In such a situation, a firm line must be drawn. I do not simply *disagree* with those who support further or continued intervention in Syria, I despise them. They are my enemy. I wish them ill not only professionally but also personally. They have had seven years to realize the errors of their ways and if they have not done so yet, nor noticed the accurate depictions of those of us who have consistently predicted how the conflict would go, only to be ignored as the same talking heads who championed Iraq and Libya argue for another go on specious intelligence. They have chosen their camp and they are not to be reasoned out of it as they are clearly not motivated by reason. They are incapable of performing any kind of cost/benefit analysis-which is the real key to informed political views- and thus are nothing but ideologues. For any improvement to be made they must be confronted, shown to be the hollow shouters they are, and utterly disrespected at every turn. Those of us opposed to the neocons, Bolton, Kristol, Rubio, and the like, should make their opinions on these issues as loathsome and shameful in the public sphere as once happened to their forebears. This is The Decider Issues at work.
As a notable aside, Rubio is wrong on both of these Decider Issues of mine. In fact, I have generally taken the view that Rubio is always wrong on everything-and that if he has an opinion it must be wrong no matter what it is. Just as once my greatest political moment was seeing Rick Santorum’s kids cry on live tv as he lost his senate re-election, so too do I long for the day when Rubio, Power, and their ilk mope pathetically as they realize their time is over.

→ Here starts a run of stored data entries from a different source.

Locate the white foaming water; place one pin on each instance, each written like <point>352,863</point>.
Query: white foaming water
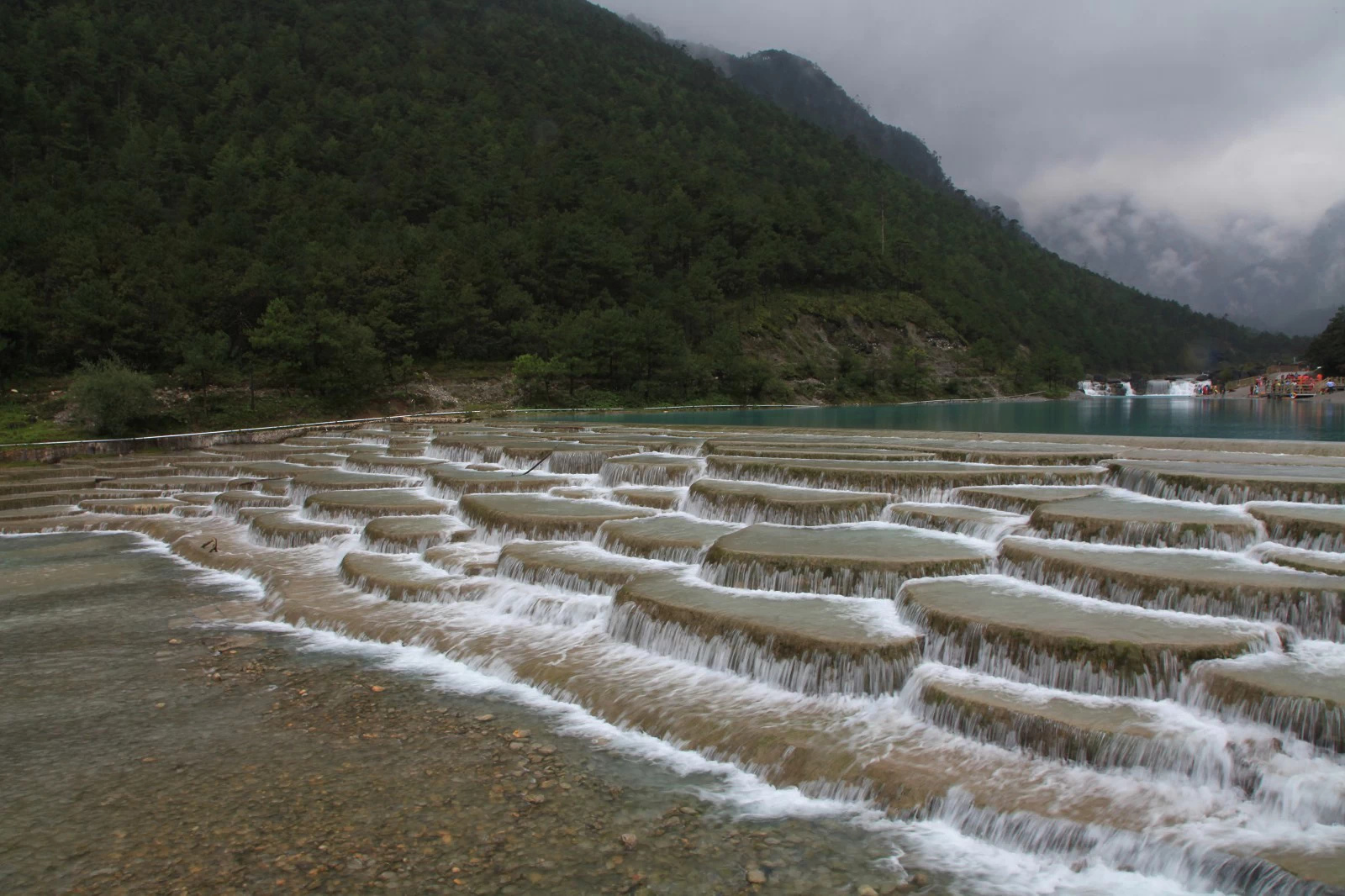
<point>1216,783</point>
<point>938,844</point>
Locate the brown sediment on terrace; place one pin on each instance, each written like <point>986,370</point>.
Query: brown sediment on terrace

P.S. Considering that conservatives have lost the cultural war on gay rights issues (for now), I am far less bothered by temporary alliances with paleocons for mutual foreign policy interests than I am the general Democrat trend of allying with neocons and the Beltway War Lobby but being woke on social issues. Its easy to be ‘woke’, and often politicians do it performatively anyway. It is much harder to strike against the established moneybags of Big Defense and Gulf lobbyists. Hence the picture used for this post which might as well be the new MSNBC logo.